Chapter 1
CHAPTER 1
MACKENZIE
TEN-YEARS-OLD
D arkness used to be my friend. The stars come out at night, comforting me with their glittery brilliance. I sometimes lie in bed and count them until I fall asleep. But all good and pure things, like starlight and childhood, eventually end. My childhood ended a long time ago. Childhood is an untainted, untouched, undarkened place. Because the truth is that, although there is beauty in darkness, although you can reach out and switch on the light anytime you want, it is also a place where wicked monsters lurk, waiting to devour the innocent and snuff out the light.
I pull the covers tighter around me, hoping that if I remain really still and extra quiet, the monster will forget I exist. He’ll finally leave me alone. I’ll be just another little girl, tucked safely into bed.
My heart thuds in my chest, each beat pounding against my ribcage. I imagine a little bird trapped in there, struggling to break free. Like me, it too has no way out.

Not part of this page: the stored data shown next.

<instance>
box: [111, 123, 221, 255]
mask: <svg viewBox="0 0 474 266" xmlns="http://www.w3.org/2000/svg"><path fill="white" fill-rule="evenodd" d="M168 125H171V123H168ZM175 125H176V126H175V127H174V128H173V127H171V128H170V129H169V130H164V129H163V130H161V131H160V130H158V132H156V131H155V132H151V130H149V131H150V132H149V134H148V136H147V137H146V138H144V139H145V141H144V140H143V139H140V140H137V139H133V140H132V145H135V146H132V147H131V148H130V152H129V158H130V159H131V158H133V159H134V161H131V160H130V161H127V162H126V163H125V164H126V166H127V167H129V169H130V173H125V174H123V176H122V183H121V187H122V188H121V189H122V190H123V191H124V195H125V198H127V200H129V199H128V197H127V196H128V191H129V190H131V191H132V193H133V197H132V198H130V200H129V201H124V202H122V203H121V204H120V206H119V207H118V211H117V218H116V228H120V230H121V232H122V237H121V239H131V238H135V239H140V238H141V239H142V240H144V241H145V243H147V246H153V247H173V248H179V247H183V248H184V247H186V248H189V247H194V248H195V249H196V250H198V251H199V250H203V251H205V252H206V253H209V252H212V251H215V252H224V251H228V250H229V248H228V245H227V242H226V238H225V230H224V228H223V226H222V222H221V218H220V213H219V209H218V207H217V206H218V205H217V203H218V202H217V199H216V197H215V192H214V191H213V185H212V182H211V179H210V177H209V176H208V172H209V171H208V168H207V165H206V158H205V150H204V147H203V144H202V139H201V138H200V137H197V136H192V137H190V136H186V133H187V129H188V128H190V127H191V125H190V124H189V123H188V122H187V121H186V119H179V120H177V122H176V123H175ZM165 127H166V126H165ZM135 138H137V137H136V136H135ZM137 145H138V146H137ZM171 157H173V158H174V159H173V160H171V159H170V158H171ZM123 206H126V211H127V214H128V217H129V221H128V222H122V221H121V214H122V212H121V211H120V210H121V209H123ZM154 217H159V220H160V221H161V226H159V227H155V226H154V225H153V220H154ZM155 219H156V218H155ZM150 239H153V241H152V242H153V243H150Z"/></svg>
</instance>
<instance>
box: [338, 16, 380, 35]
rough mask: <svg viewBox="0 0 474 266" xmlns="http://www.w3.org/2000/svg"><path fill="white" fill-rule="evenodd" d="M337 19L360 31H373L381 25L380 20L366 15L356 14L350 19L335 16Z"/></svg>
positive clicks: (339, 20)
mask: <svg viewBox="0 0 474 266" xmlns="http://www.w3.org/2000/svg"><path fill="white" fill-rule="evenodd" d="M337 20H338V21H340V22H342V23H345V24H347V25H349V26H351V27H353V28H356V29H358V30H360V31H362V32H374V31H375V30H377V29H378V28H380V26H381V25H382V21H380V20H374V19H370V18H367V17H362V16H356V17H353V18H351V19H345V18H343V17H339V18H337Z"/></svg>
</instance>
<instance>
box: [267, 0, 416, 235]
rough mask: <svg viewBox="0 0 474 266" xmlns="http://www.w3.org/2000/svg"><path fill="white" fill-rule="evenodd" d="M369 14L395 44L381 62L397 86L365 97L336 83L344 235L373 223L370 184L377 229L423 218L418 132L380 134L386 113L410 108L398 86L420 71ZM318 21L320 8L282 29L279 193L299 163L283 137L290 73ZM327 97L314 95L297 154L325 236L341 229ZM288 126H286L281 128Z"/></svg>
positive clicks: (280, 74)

The raised voices downstairs, the glass shattering, and my mother screaming while choking on sobs send shivers down my spine. I know what happens next. It always starts the same way. Dad goes out to a special place, one I will be allowed to visit when I am ready and Mom entertains Dad’s friends .
Even though Dad wants Mom to be nice to his friends, he gets angry about it. After they shout and make a mess downstairs for the housekeepers to clean up in the morning, Mom retreats to their bedroom, slamming the door, and the rest of the world out. I hear the faint click of the lock on her door. She’s safe.
Then the monster awakens, he lurks in the shadows waiting until the world goes to sleep to come find me.
My door creaks open, and my eyes shut tighter, muttering the prayers I learned at school. But prayers have never helped before, so I know tonight won’t be any different. I try to wish myself invisible, or to disappear, but it always ends the same. The bed dips, and the smell of smoke and whiskey engulfs me. My muscles tense, and my spine goes stiff as his weight presses down on me, making it hard to breathe.
Then I shut my eyes and drift away to another place. The place where bad things don't happen in the dead of night. Where it doesn't hurt to breathe or move. Where little girls don’t cry and have their mouths covered by hands that should protect them. I imagine myself in a beautiful meadow, surrounded by flowers and butterflies, far away from the pain and terror of what is happening. I imagine being safe somewhere, with people who love me unconditionally.
“This is to prepare you, little one. You’ll thank me one day,” he whispers against my ear when he's done, breathing too heavily and hurting me too much, and then he staggers out of my room.
My mother says it’s how future members of the St. Jude’s Guild must prepare themselves. That it’s normal, and that Dad doesn't mean for it to hurt as much as it does. But deep down I know it's not how things should be. Still, I don’t fight back. All I know is that I don’t want to be alone in the dark.
After I’m sure he’s gone, I climb out of bed and do as my mother taught me. I shower, then use my own key to her door to creep in and take one of her pills, the ones that make her forget, she once told me. Maybe it will make me forget as easily as she does.